だが、千夏は聞き覚えのある名前に立ち止まり振り向くと、見知らぬ男達に囲まれ両腕を抱えられた。
(え⁉︎ ナニこの人達⁉︎)
「⁉︎ っな…何するのよ!離して‼︎」
なんとか逃げようと暴れる千夏の前に、黒塗りの車が停車し後部座席のドアが開いた。
(え⁉︎私連れ去られるの⁉︎…うそ…マジで⁉︎)
千夏は、恐怖を感じはしたが人違いであるのは事実の為、男達に慌てて人違いだと訴え叫んだ。
「ちょ、ちょっと!人違い!人違いだって‼︎」
千夏の訴えなど聞き入れようとしない男達は力尽くで千夏を車の中へ押し込もうとした。
だがその時、首に掛けていた千夏の社員証が男達の目に入ったらしく、男達は人違いだと分かり千夏を解放し立ち去った。

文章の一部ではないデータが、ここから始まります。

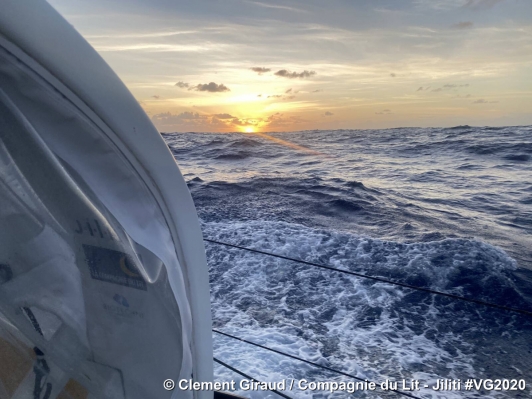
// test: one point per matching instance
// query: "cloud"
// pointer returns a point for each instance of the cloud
(294, 75)
(223, 116)
(463, 25)
(260, 70)
(211, 87)
(481, 4)
(266, 5)
(446, 87)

ただ、その時男達と後部座席に居た男とのやり取りが千夏は気になっていた。
『おい、どう言う事だ⁉︎』
『すいません!
間違いました…
でも、一緒にマンションから出て来たので…』
『余計な危険は避けたい。離してやれ!』
後部座席に居た男の一言が無ければ、ひょっとしたら無事に済まなかったかも知れないと思うと、今になって千夏は怖くなっていた。
「…以前、チー…社長のところへ訪ねて来られた方も確か差桜良朱音さんって名前でしたよね?
もしかしたら…」と、千夏が話した時、エレベーターはちょうど最上へ到着したと、軽快な音で知らせた。
「うさぎは、先に代々木代の部屋に行っててくれ!
一本電話したら俺も直ぐにいく!」
木ノ下は、再び千夏にスマホを借りると、慌てた様子で何処かに電話を掛け始めた。
「あ!
俺だけど?…馬鹿俺だ!……春樹だ!
俺の声くらい覚えとけ!…あ⁉︎
ちょっと会社の社員のを借りてるだけだ。
それより、朱音ちゃんに危険が迫ってるかもしれないんだ。直ぐに朱音ちゃんの居処を確認して、保護しといてくれ!」
(なによ…朱音ちゃんって…
彼女なんて居ないって言ったくせに…
居るじゃん!
血相を変えて心配する相手がさ!)
一度は副社長室へ向かいかけた千夏だが、木ノ下の様子が気になった千夏は、廊下の曲がり角で聞き耳をたてていたのだ。
そして、木ノ下は「詳しい事は後で話す」と言って電話を切った。